Kārlis Ducmanis (* 10. November 1881 in Branti, Gouvernement Livland; † 20. August 1943 in Kirow) war ein lettischer Rechtsanwalt, Publizist und Diplomat in der Zeit der ersten lettischen Unabhängigkeit und ein Opfer des Stalinismus.

Leben

Kārlis Ducmanis wurde in der Gemeinde Branti im damaligen Gouvernement Livland geboren. Er besuchte Schulen in Rauna, Cēsis und Jelgava. Von 1902 bis 1913 studierte er in Sankt Petersburg Jura. Daneben war er Leiter der Pēterburgas Avīzes (Petersburger Zeitung) und politisch im Sinne einer lettischen Autonomie aktiv. Ab 1913 arbeitete er als Rechtsanwalt in Riga und gab auch die Zeitung „Līdums“ heraus. Im Ersten Weltkrieg engagierte Ducmanis sich beim „Lettischen Flüchtlingskomitee“ in Witebsk.

1918 wurde die Republik Lettland ausgerufen. Ducmanis war zuerst Gesandter in Dänemark und ab 1923 Generalkonsul in Schweden. 1925 wurde er Delegierter beim Völkerbund in Genf. Außerdem war er lettischer Botschafter für Jugoslawien und die Tschechoslowakei. Von 1936 bis 1940 war er Senator im Obersten Gerichtshof Lettlands.
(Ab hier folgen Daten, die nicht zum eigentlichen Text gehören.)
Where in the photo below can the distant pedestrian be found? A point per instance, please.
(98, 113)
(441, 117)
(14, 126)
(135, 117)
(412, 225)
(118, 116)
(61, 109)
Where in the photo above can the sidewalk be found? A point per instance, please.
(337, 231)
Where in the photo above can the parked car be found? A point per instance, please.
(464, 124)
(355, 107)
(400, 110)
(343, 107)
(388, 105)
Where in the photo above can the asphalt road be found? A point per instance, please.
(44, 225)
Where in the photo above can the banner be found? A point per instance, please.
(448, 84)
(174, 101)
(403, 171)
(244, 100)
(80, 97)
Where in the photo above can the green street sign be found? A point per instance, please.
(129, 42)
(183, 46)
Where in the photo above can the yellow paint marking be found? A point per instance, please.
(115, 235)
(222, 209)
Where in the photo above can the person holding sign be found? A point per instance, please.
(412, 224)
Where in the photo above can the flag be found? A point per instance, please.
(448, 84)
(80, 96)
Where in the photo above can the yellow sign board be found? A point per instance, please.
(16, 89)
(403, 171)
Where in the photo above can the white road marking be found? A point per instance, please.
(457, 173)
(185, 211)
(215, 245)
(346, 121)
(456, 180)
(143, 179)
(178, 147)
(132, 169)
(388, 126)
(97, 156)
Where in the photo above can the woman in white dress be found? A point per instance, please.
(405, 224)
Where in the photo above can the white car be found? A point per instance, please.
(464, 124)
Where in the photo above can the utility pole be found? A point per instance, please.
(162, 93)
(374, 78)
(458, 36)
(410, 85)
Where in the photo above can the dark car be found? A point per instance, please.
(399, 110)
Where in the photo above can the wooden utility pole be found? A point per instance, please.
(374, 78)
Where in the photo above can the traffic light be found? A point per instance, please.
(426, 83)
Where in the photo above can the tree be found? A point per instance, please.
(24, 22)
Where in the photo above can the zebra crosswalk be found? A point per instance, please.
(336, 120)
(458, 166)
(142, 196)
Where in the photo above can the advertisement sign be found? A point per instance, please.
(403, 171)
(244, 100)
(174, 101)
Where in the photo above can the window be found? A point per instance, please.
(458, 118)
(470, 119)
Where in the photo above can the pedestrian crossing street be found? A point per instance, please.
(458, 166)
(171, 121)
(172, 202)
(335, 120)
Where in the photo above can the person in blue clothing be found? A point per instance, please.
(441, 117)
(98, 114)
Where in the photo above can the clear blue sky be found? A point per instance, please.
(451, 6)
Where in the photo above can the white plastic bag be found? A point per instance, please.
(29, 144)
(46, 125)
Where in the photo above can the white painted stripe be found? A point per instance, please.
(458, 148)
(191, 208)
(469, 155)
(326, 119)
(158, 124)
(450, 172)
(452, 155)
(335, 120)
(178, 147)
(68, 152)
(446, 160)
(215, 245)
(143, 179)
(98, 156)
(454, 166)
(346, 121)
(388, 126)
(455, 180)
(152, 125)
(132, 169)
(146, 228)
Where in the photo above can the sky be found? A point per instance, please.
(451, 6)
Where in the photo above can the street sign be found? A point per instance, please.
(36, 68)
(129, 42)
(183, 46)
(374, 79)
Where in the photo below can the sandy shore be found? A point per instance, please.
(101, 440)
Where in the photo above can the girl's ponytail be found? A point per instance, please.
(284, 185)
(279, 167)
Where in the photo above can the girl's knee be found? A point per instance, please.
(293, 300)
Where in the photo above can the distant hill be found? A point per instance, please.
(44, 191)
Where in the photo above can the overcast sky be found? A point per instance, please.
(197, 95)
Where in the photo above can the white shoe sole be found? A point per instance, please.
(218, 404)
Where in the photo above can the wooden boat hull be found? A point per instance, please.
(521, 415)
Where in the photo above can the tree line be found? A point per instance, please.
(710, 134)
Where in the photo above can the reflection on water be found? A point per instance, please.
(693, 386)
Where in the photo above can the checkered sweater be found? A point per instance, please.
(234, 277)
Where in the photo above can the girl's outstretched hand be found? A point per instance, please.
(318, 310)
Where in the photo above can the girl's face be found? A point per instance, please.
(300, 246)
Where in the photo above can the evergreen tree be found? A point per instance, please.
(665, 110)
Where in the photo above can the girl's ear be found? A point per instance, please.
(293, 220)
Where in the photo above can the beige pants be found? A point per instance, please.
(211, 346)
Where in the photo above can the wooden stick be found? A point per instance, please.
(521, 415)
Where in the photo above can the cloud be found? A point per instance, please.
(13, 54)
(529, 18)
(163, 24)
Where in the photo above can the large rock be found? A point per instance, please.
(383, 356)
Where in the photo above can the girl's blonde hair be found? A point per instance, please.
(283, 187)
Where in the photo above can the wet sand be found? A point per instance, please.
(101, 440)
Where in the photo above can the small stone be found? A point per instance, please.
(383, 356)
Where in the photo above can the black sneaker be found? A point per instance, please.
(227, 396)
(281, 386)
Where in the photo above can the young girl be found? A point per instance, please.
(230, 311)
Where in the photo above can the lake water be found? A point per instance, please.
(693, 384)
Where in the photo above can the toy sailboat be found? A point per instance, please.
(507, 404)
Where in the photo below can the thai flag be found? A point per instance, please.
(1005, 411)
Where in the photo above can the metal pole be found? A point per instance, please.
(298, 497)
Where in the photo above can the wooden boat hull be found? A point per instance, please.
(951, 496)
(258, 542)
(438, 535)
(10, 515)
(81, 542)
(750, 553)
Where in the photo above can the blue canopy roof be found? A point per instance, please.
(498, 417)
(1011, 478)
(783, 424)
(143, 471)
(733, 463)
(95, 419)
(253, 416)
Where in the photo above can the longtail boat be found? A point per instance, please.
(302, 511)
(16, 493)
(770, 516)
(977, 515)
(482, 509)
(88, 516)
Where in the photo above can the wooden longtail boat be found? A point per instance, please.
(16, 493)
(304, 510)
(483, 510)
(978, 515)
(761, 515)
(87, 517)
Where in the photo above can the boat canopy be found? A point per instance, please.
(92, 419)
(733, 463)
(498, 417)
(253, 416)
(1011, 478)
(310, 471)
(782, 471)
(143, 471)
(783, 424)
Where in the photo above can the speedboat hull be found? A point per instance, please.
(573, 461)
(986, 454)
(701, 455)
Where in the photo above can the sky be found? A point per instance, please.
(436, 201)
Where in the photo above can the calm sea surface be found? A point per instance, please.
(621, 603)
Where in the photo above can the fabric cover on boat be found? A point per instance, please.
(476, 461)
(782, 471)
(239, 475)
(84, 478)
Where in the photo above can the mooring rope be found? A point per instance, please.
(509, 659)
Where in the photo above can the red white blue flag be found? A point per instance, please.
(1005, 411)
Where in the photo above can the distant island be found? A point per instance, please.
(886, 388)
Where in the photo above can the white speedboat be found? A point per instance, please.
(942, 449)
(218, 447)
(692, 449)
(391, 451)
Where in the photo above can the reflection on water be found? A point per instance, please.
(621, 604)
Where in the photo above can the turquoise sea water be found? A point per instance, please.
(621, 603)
Nach der ersten sowjetischen Besetzung Lettlands durch die Rote Armee 1940 kooperierte Ducmanis zunächst als Übersetzer. Am 14. Juni 1941 wurde er jedoch verhaftet und ins Gefängnis nach Kirow verbracht. Am 5. Dezember 1942 wurde er wegen „Kampf gegen die revolutionäre Bewegung“ zu fünf Jahren Straflager verurteilt. Ducmanis starb am 20. August 1943 im Lager in Kirow.